Едва видимый, к караульне подошел ошкуй, принюхался, беззлобно рыкнул и побрел на отмелый берег во мглу в поисках поеди; знать, караульная избенка пока ничем не поманила – вот и оставил ее про запас, чтобы пошариться после. Брать медведя на пищаль у Петрухи сил не было – с тем и разошлись… пока. Через лаз в сенях Пётра, скинув малицу, протиснулся на плоскую крышу, снегу на кровлю навалило пропасть, выставило сугроб вровень с верхними причелинами: посидел на лабазе, усмиряя сердце, пурхало, окаянное, как у древнего старика: откопал вход, потащил из зимовейки скрюченного Илью Ермакова и застрял в узкой двери. Вылез наружу и сразу возле порога загряз по рассохи, с трудом на животе заполз в хижу. Отгреб забой, встал на лыжи-кунды, побродил вокруг зимовейки, высматривая место для погребения. Кружил и громко читал «Отче наш», чтобы отпугнуть нечистую силу. Молился на смутные тени гор, откуда дожна явиться целая толпа сестер Старухи-Цинги. И все по его душу. Вспомнилось, как перед кончиною плакал-убивался Илья, просил Петруху похоронить с молитовкой, под крестом, и чтобы в Жерди, когда вернется артель, отпели с попом в церкви, помянули большим столом, да чтобы не изобидел богатеня супружницу с дитешонками в расчете… Илье страшно было ложиться в землю простой пропадиной.
Пётра «на передызье» лицом к океану вырубил небольшую ямку, насколько хватило сил, доволок Ермакова до места и, не раскутывая, в оленьей полсти закопал в снег. И глядя во мглу, на сияющие лампады звезд, на вспыхнувшую Луну парень вдруг завыл от одиночества, выдирая кулаком слезы из глаз.
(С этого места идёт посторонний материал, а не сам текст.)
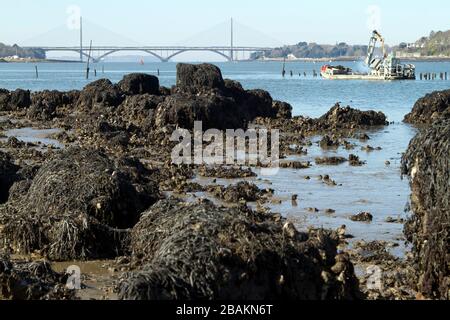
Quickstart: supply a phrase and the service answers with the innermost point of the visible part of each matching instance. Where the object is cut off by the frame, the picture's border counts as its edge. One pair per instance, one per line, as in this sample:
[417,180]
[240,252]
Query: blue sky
[171,21]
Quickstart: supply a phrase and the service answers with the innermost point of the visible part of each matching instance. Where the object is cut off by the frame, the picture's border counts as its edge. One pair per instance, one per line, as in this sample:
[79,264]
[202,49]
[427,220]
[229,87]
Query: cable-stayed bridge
[163,53]
[228,53]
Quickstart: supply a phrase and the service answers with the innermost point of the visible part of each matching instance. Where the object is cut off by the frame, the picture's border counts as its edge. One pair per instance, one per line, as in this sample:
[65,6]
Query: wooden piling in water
[89,58]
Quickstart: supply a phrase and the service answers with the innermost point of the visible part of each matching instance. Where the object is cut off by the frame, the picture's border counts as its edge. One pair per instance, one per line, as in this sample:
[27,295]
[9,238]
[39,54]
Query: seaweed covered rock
[44,104]
[14,100]
[433,106]
[197,251]
[198,78]
[282,110]
[77,206]
[139,83]
[100,93]
[31,281]
[242,191]
[348,117]
[426,163]
[202,95]
[215,111]
[8,175]
[138,110]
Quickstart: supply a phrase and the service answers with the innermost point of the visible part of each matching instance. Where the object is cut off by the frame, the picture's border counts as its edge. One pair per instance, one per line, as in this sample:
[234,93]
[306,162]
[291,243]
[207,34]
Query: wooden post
[89,58]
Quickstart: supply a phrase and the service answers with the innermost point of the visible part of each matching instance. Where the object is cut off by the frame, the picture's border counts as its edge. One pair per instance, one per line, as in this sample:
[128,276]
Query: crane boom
[376,36]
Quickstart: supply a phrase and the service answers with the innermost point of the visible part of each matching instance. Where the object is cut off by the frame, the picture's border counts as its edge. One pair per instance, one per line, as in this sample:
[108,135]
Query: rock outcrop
[102,93]
[426,163]
[14,100]
[432,107]
[8,175]
[197,251]
[339,117]
[77,205]
[198,78]
[139,83]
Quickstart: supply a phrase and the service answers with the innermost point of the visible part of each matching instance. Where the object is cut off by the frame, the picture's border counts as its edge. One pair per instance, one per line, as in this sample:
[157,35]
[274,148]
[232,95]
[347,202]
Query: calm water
[375,187]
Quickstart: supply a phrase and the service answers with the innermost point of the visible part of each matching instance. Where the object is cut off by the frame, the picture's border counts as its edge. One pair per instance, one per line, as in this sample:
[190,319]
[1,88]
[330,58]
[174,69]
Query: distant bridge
[156,51]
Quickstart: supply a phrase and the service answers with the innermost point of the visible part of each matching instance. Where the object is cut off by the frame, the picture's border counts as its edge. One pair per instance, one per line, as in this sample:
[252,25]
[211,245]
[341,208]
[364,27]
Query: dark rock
[432,107]
[242,191]
[21,280]
[328,142]
[282,110]
[19,99]
[215,111]
[138,110]
[223,172]
[362,217]
[355,161]
[74,205]
[44,104]
[330,160]
[426,163]
[198,78]
[14,100]
[163,91]
[347,117]
[8,175]
[197,251]
[4,100]
[139,83]
[100,93]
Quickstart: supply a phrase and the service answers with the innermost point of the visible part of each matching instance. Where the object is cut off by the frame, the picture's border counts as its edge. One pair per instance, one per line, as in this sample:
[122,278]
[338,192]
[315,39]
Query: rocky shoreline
[111,192]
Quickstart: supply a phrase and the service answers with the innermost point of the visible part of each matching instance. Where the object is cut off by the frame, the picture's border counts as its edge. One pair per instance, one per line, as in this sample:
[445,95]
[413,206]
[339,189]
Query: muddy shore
[87,176]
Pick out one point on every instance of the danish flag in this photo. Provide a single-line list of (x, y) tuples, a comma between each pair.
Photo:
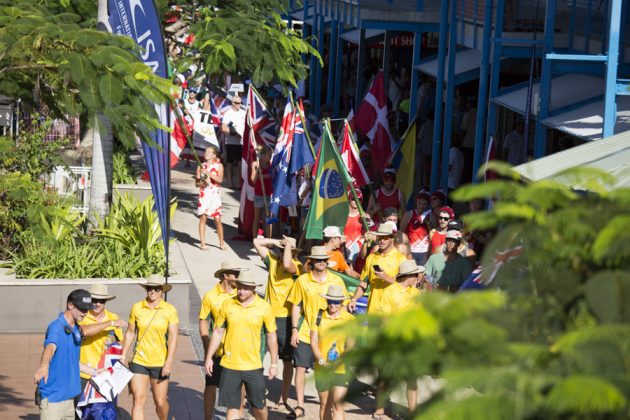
[(371, 121)]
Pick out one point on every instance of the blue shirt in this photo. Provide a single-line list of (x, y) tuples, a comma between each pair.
[(64, 382)]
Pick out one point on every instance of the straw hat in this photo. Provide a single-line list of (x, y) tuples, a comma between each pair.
[(228, 266), (409, 267), (247, 278), (384, 229), (99, 291), (156, 280), (335, 292), (318, 253)]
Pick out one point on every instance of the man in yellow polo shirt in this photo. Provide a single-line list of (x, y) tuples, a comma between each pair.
[(208, 316), (284, 268), (243, 319), (97, 326), (307, 301), (380, 269), (397, 297), (328, 343)]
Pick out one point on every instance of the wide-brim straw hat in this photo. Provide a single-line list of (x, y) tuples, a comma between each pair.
[(293, 244), (335, 292), (228, 266), (408, 268), (384, 229), (318, 253), (155, 280), (99, 291), (247, 278)]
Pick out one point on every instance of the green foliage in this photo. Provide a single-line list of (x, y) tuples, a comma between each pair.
[(127, 244), (555, 343), (246, 37), (123, 172), (51, 54), (30, 153)]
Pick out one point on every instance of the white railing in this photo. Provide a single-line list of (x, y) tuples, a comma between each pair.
[(73, 181)]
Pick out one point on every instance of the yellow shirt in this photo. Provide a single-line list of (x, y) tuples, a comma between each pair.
[(244, 327), (307, 293), (397, 297), (389, 264), (210, 307), (280, 284), (326, 336), (93, 347), (151, 348)]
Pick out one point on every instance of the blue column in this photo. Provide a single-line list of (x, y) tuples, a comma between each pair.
[(540, 139), (439, 93), (338, 70), (495, 70), (332, 62), (610, 112), (482, 101), (360, 64), (450, 93), (413, 93), (318, 83)]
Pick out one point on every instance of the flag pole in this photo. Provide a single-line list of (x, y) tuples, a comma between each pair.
[(354, 193)]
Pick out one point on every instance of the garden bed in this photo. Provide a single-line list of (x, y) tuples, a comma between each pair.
[(28, 305)]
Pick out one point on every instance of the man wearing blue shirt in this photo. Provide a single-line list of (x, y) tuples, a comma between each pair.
[(58, 374)]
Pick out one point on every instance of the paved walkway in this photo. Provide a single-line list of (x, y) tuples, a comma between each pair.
[(19, 354)]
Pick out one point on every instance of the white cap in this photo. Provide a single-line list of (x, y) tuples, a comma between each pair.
[(332, 231)]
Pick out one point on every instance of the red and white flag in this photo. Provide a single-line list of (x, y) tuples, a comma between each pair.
[(260, 129), (350, 156), (371, 121)]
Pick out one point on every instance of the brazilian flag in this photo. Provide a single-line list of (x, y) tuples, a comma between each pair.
[(329, 202)]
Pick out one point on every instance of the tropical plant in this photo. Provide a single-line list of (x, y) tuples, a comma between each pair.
[(242, 37), (30, 153), (555, 342)]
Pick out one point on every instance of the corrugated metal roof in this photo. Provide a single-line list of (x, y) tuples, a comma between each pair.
[(611, 154)]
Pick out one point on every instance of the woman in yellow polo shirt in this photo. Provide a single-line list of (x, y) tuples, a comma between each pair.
[(328, 344), (155, 323)]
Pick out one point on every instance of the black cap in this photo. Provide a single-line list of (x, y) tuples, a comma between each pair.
[(454, 225), (81, 299)]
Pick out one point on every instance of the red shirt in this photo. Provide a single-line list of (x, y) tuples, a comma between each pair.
[(418, 233)]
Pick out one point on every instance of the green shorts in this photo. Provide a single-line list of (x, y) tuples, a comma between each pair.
[(326, 381), (233, 380)]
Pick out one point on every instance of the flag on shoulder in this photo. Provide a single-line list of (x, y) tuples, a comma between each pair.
[(260, 130), (350, 157), (290, 155), (371, 121), (329, 202), (403, 159)]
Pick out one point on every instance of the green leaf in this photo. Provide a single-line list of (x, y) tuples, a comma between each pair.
[(585, 395)]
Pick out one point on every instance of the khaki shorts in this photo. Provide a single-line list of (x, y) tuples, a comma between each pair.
[(63, 410)]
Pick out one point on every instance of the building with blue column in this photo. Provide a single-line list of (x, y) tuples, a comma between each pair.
[(556, 67)]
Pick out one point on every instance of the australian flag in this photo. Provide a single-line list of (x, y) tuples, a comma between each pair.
[(290, 155)]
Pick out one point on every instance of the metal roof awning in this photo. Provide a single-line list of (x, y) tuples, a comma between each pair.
[(586, 121), (354, 35), (467, 63), (566, 90), (611, 154)]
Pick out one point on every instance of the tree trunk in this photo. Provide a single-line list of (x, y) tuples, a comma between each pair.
[(103, 149)]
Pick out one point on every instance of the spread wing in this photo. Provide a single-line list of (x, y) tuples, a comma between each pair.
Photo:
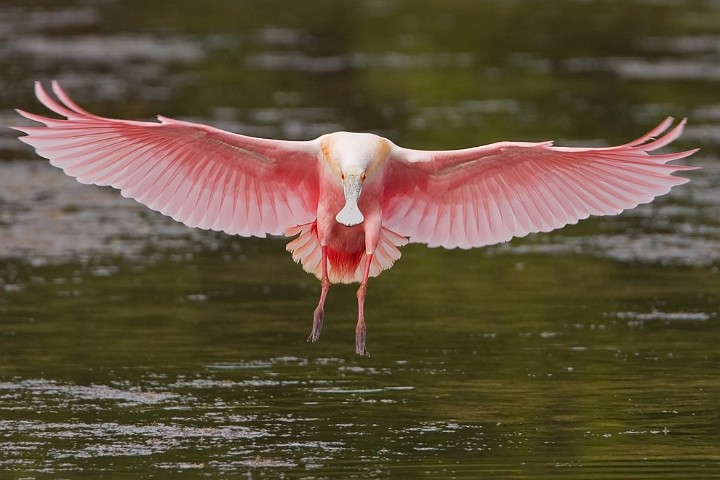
[(489, 194), (196, 174)]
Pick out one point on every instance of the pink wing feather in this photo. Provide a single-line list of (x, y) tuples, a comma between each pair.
[(196, 174), (490, 194)]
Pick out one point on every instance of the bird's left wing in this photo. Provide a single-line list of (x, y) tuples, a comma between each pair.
[(489, 194), (199, 175)]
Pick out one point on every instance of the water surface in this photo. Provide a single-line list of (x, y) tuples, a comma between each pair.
[(134, 347)]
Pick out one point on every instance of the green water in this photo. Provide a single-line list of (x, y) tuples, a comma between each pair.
[(133, 347)]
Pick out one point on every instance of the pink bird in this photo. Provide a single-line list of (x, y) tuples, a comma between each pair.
[(351, 198)]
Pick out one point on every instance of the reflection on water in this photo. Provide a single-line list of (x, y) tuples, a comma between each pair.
[(131, 346)]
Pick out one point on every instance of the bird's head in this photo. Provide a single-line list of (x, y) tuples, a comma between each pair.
[(354, 157)]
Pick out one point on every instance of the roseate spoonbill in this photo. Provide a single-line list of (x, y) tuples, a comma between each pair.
[(351, 198)]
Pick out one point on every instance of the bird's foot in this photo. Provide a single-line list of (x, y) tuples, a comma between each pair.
[(318, 318), (360, 347)]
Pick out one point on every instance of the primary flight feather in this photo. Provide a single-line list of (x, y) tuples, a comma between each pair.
[(351, 198)]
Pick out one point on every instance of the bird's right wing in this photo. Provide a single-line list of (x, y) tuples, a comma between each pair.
[(492, 193), (199, 175)]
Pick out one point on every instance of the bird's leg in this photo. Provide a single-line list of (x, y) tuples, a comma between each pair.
[(360, 329), (319, 314)]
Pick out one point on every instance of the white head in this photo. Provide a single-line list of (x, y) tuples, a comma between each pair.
[(354, 157)]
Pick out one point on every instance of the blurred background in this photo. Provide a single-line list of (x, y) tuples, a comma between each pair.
[(132, 345)]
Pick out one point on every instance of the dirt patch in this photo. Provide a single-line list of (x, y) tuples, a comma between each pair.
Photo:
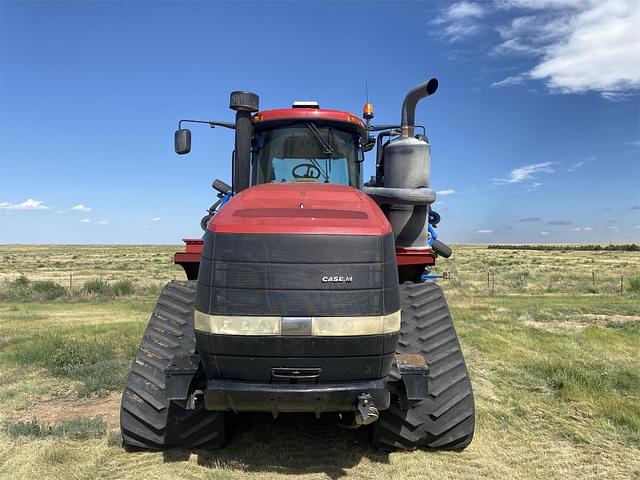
[(67, 408)]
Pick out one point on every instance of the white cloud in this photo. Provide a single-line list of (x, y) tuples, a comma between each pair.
[(579, 45), (581, 229), (527, 172), (460, 20), (81, 208), (510, 81), (29, 204), (537, 4), (581, 164), (600, 53)]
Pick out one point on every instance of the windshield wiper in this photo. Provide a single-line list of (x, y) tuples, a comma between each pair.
[(326, 148)]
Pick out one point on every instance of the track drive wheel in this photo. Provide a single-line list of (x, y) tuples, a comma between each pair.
[(446, 419), (149, 421)]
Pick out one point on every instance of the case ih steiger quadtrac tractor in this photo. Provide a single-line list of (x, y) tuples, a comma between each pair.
[(308, 292)]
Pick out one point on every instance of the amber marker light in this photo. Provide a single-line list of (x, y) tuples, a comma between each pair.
[(368, 111)]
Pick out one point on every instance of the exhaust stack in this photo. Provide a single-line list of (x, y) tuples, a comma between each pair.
[(244, 104), (405, 193), (416, 94)]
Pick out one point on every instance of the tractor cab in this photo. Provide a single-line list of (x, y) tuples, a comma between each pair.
[(305, 144)]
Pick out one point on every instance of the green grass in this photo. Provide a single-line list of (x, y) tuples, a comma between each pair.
[(77, 429), (554, 361)]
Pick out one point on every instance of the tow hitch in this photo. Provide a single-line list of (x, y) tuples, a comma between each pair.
[(366, 412)]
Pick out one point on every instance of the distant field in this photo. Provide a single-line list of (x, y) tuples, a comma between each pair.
[(551, 342)]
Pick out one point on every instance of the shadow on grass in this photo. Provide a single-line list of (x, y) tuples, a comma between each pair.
[(293, 444)]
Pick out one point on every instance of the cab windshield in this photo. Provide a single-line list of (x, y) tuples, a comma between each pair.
[(307, 152)]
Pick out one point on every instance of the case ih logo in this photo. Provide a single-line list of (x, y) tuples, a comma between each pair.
[(337, 279)]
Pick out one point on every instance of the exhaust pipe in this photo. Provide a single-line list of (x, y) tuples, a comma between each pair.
[(416, 94), (244, 104)]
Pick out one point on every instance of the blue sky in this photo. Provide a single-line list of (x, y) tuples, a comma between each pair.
[(535, 128)]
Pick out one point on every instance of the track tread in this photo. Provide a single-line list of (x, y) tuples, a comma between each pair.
[(148, 420), (446, 419)]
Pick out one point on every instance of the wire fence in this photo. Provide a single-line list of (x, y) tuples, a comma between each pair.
[(489, 282), (500, 282)]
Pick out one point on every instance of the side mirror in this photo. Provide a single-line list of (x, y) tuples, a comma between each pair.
[(371, 142), (221, 186), (182, 141)]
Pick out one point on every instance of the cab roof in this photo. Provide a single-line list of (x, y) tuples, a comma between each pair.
[(346, 120)]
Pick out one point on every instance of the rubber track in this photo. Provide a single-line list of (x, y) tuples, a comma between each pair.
[(446, 419), (147, 419)]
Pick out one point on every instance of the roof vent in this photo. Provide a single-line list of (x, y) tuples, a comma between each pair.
[(305, 104)]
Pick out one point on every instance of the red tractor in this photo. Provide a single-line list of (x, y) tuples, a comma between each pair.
[(308, 291)]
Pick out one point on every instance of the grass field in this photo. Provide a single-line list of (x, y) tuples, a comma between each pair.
[(552, 344)]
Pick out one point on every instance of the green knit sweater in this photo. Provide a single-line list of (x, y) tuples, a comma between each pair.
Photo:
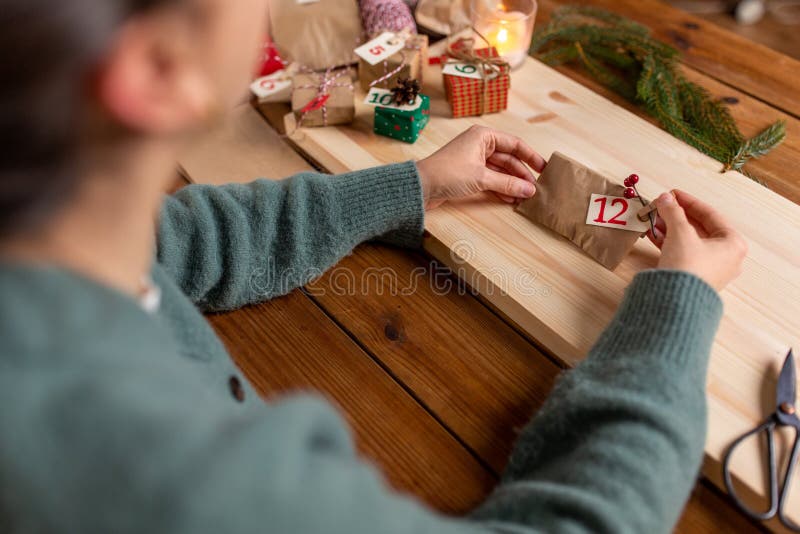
[(113, 419)]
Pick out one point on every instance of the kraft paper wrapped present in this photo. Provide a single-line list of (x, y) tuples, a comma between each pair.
[(563, 194), (318, 34), (476, 81), (324, 98), (407, 63)]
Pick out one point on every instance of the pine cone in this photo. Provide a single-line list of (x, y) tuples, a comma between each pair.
[(406, 91)]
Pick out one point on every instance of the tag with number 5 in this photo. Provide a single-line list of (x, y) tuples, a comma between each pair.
[(382, 47), (615, 212)]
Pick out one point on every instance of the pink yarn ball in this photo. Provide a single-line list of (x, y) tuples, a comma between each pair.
[(386, 15)]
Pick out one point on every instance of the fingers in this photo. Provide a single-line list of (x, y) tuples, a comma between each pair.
[(673, 215), (506, 184), (504, 198), (511, 165), (511, 144), (713, 222), (661, 232)]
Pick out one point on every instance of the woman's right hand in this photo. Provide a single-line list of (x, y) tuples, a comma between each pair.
[(696, 238)]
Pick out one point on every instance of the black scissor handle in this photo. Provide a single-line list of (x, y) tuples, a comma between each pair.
[(769, 426), (787, 484)]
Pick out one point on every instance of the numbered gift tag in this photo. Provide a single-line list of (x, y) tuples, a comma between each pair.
[(276, 87), (615, 212), (382, 47), (465, 70), (385, 99)]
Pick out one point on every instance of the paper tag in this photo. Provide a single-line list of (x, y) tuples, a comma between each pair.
[(382, 47), (272, 87), (385, 99), (465, 70), (615, 212)]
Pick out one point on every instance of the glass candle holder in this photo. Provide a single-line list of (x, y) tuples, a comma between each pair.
[(507, 25)]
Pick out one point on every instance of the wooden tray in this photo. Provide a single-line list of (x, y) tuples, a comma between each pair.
[(561, 297)]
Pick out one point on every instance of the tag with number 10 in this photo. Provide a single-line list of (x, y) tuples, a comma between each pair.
[(614, 212)]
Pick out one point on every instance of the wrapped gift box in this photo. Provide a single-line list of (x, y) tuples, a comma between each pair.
[(404, 123), (323, 99), (412, 58), (466, 91)]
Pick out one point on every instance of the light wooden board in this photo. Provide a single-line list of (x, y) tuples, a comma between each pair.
[(562, 298)]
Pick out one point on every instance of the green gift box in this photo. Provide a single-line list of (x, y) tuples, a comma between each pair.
[(404, 123)]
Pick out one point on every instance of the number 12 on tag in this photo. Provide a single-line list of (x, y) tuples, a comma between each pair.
[(614, 212)]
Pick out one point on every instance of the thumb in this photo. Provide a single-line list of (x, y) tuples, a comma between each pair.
[(672, 214), (506, 184)]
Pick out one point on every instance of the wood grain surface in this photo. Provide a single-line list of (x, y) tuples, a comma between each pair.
[(390, 328), (560, 296), (288, 345), (738, 62)]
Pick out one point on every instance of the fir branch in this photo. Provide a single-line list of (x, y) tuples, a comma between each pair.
[(622, 55), (758, 145)]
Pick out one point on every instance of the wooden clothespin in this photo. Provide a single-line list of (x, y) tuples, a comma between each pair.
[(644, 213)]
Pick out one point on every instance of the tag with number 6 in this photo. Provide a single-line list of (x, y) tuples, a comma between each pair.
[(614, 212), (464, 70), (277, 87), (382, 47)]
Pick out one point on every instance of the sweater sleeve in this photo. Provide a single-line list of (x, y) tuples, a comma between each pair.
[(618, 445), (232, 245)]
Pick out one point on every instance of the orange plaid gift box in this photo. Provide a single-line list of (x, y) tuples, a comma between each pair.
[(471, 93)]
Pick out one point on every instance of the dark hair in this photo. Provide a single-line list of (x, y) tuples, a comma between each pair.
[(49, 48)]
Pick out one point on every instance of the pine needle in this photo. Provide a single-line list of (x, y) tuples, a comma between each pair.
[(622, 55)]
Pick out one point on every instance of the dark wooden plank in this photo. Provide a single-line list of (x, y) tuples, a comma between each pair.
[(480, 377), (709, 512), (310, 346), (288, 345), (781, 36), (750, 67)]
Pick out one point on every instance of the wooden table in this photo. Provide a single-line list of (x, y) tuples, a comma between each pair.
[(434, 383)]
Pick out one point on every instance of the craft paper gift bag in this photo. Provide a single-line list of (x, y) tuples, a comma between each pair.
[(469, 94), (408, 63), (561, 202), (322, 99), (317, 34)]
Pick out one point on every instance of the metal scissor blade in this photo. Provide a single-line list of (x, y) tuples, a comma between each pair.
[(787, 381)]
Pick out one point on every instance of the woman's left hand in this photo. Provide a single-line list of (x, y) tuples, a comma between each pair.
[(480, 159)]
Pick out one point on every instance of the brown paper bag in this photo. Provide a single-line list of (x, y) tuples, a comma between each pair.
[(412, 59), (308, 90), (445, 17), (561, 202), (317, 34)]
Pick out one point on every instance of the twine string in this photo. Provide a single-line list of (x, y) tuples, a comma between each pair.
[(327, 81)]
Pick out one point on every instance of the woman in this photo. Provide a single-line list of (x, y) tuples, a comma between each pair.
[(121, 411)]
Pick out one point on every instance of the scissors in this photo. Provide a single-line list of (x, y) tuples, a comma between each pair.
[(785, 414)]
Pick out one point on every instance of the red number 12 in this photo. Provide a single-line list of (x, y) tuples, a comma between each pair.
[(612, 220)]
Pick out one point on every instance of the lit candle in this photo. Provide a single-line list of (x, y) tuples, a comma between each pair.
[(508, 30)]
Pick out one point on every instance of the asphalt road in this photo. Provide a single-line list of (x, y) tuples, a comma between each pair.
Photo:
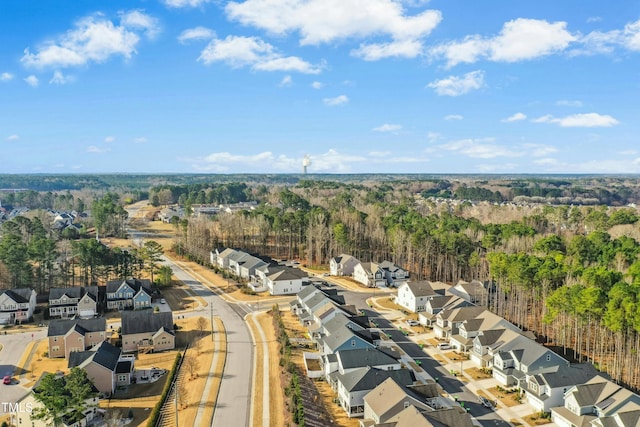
[(452, 385), (234, 400)]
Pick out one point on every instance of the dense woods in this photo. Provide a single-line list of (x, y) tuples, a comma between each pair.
[(561, 256)]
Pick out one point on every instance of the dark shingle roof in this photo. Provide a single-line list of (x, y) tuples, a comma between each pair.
[(59, 327), (104, 354), (137, 322), (19, 295)]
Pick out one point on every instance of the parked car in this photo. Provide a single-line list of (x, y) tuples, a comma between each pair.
[(486, 402)]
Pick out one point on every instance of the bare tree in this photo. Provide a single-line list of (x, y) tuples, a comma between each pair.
[(201, 324)]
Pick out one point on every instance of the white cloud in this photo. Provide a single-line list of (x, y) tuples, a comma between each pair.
[(520, 39), (238, 51), (458, 85), (387, 128), (94, 149), (94, 39), (380, 154), (482, 148), (325, 21), (286, 81), (569, 103), (580, 120), (197, 33), (395, 49), (32, 81), (608, 41), (60, 79), (338, 100), (515, 118), (185, 3), (136, 19)]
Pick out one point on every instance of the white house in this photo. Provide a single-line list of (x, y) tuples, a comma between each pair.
[(342, 265), (414, 295), (285, 281), (369, 274), (16, 305)]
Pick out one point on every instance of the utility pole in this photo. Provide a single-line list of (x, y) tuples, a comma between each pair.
[(211, 306)]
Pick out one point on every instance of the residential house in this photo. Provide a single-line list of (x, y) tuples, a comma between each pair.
[(448, 321), (129, 294), (473, 291), (488, 342), (27, 404), (102, 364), (16, 305), (546, 390), (285, 281), (354, 385), (513, 361), (449, 417), (69, 335), (393, 274), (146, 331), (436, 304), (414, 295), (75, 301), (592, 403), (387, 400), (342, 265), (343, 338), (220, 257), (471, 328), (369, 274)]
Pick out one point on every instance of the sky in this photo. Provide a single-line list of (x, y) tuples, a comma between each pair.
[(358, 86)]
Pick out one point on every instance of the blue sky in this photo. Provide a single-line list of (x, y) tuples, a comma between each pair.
[(360, 86)]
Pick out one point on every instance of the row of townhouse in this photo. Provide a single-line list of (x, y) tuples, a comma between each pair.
[(18, 305), (263, 274), (574, 394), (370, 274), (370, 380)]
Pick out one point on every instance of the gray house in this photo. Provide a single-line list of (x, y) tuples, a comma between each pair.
[(129, 294), (76, 301)]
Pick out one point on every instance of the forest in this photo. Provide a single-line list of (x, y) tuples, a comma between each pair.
[(569, 272)]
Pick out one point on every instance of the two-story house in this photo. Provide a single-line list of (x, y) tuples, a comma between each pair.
[(106, 367), (448, 321), (546, 390), (129, 294), (69, 335), (369, 274), (524, 357), (16, 305), (146, 331), (342, 265), (595, 403), (76, 301), (414, 295)]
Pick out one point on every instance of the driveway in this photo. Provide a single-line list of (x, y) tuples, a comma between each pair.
[(13, 347)]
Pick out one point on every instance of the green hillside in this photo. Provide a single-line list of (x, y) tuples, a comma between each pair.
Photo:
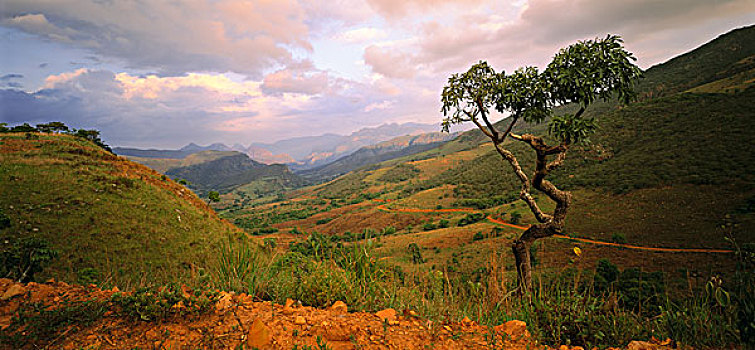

Печь топить Петруха не стал. Натянул на плечи все, что было, укрылся с головою овчинным одеялом, надышал, стало тепло, даже парко. Он ждал деву Знобею, она обещалась накануне быть и вот куда-то запропастилась. А кутька, истекая зрелым соком, теребила Петруху, не давала покоя, просила воли. Парня томил нетерпеж. Он еще не знал подобного за собою. Отпахнул одеяльницу, содрал с головы шапку, вслушиваясь в звенящую ночь. Никто не шел, не гомонил. Надо бы запалить сальницу, спроворить ужну, чтобы не спать на пустой желудок, но боялся спугнуть гостью. Его снова стала забирать дрожь. От пяток подкатилась к коленям, прихватила затылок, во лбу заскворчали жерновца, перемалывая душевную боль, от которой хотелось плакать не переставая. Соленые слезы лились не просыхая, и Пётра едва успевал их сглатывать.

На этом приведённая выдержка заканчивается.